Travel and relationship memoir from Seattle Post-Intelligencer blogger Esarey. After listening to Crosby, Stills & Nash's "Southern Cross" as a teenager, Esarey fell in love with the sea-but not the "literal, wet...get-a-degree-in-marine-biology sea.... The lyrical sea...the transformative sea," she writes. "To the extent that women-girls have pickup lines, ‘I'm going to sail around the world someday' became mine. Boys eat that shit up." As did Graeme, the college sweetheart she eventually married and convinced to accompany her on her ambitious voyage. Onboard the Dragonfly a fight presented the perfect opportunity to explore the ten hard years that separated the couple's first meeting and this voyage, their honeymoon cruise. As their story unfolds chronologically in a series of small events, the author reflects on their time apart and ultimate reunion.

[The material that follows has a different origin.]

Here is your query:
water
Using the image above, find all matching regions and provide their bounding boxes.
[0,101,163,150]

But she glosses over many details, including what Graeme did for a living, and her tendency to substitute "blah blah blah" over dialogue, while occasionally humorous, may cause readers to question the focus of her attention. "The Green Box of Love" makes regular reference to the metaphoric significance of a gift box she's brought on the journey, but the author never reveals the container's actual contents. Throughout, the big question looms—can this couple make it? Fortunately, two years of cruising around the world offered a wealth of intriguing experiences, and Esarey ably brings to life remote isles and customs—particularly those in the South Pacific—most readers will never see. Her ruminations on these experiences, however, are mostly banal. Describing a beauty pageant for transgendered women in Samoa, she writes, "clapping wildly for those ballsy women carved out more space in my brain for words like beautiful and woman and normal." An uneven journey across the chartered waters of a romantic relationship.